Like-for-like retail sales tumbled by 1.8 per cent in February on the same month last year, although the arctic conditions at the start of the month hit non-food retailers, the British Retail Consortium-KPMG Retail Sales Monitor revealed yesterday. Total retail sales grew a meagre 0.1 per cent, as a continuing poor performance at non-food retailers was largely propped up by resilient sales at the large grocers. The dire data increases the likelihood of more struggling retailers collapsing and other chains introducing further jobs cuts and store closures in 2009.
Retailers will also be concerned about their prospects for selling products at full price in 2009, given that January's surprise 1.1 per cent rise in like-for-like and 3.2 per cent uplift in total sales was driven by hefty post-Christmas discounting.
Stephen Robertson, director general of the BRC, called the figures "disappointing". He said: "It's now clear we were right to fear January's surprise year-on-year sales rise was just a discount-driven blip. The short burst of spending unleashed by January clearances has largely vanished, replaced by sales as weak as most of last year." Underlying sales fell in all retail sectors, apart from food and children's clothes. Mr Robertson added: "Early February snow didn't help but customers and retailers' difficulties run deeper."

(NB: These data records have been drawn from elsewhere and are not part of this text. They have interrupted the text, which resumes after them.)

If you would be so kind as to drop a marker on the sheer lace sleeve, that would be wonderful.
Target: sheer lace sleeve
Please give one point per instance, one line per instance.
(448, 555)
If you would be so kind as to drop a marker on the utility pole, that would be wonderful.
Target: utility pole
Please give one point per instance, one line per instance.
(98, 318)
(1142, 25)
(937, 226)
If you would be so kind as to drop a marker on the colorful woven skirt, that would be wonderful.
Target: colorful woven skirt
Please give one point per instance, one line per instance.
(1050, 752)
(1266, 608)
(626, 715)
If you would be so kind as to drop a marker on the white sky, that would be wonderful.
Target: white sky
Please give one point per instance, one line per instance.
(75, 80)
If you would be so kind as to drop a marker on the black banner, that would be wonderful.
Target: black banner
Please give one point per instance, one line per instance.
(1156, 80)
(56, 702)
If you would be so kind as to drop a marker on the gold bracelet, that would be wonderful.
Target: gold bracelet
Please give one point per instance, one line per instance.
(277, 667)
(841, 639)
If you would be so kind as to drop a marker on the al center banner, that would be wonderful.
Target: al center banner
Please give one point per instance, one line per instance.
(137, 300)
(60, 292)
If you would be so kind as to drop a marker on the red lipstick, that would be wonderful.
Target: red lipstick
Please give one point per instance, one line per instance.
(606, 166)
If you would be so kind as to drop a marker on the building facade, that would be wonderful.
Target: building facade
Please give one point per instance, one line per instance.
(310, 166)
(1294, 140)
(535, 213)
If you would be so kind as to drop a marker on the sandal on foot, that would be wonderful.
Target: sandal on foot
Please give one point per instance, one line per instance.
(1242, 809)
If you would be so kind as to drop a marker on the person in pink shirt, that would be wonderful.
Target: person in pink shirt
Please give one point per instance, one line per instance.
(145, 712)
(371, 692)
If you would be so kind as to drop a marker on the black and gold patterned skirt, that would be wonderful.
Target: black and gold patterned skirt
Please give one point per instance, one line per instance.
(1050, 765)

Fashion retailers suffered their worst sales since April 2008. Women's and menswear sales were "well down" on a year ago and footwear was also down on a year ago, the BRC said. Having picked up in the January clearance sales, sales of home accessories and house textiles fell back sharply to well below year-earlier levels.
Helen Dickinson, the head of retail at KPMG, said: "Battling falling sales—total, as well as like-for-like—is not a sustainable prospect for many retailers in the non-food sectors, particularly as the impact of rising import costs is also filtering through to their margins. More announcements of job losses and other cost-cutting measures in the sector look likely in the short term."
Many industry experts expect more retailers to fold over the coming months as the consumer recession deepens. Robin Knight, a partner at the restructuring firm Zolfo Cooper, said: "There will undoubtedly be a further flurry of collapses in the retail sector because retail is still heavily over-subscribed—there are too many fascias, stores and too much space. In the next few months, we will start to see the failure of businesses that were relatively healthy."
The decision by some retailers to discount fiercely over the past few months at the expense of their margins could be a factor in their demise. "We are going to see for whom the great discount gamble has worked," Mr Knight said.
The sharp contrast between the food and non-sector was laid bare by the BRC's three-month data. Between December and February, like-for-like sales in food sector grew 4.3 per cent, but fell 5.3 per cent among non-food retailers. Across all categories, underlying retail sales fell by 1.4 per cent over the quarter. One bright spot was internet, mail order and phone sales, which were 12.3 per cent up in February on a year ago, although this was down from 30 per cent growth in December.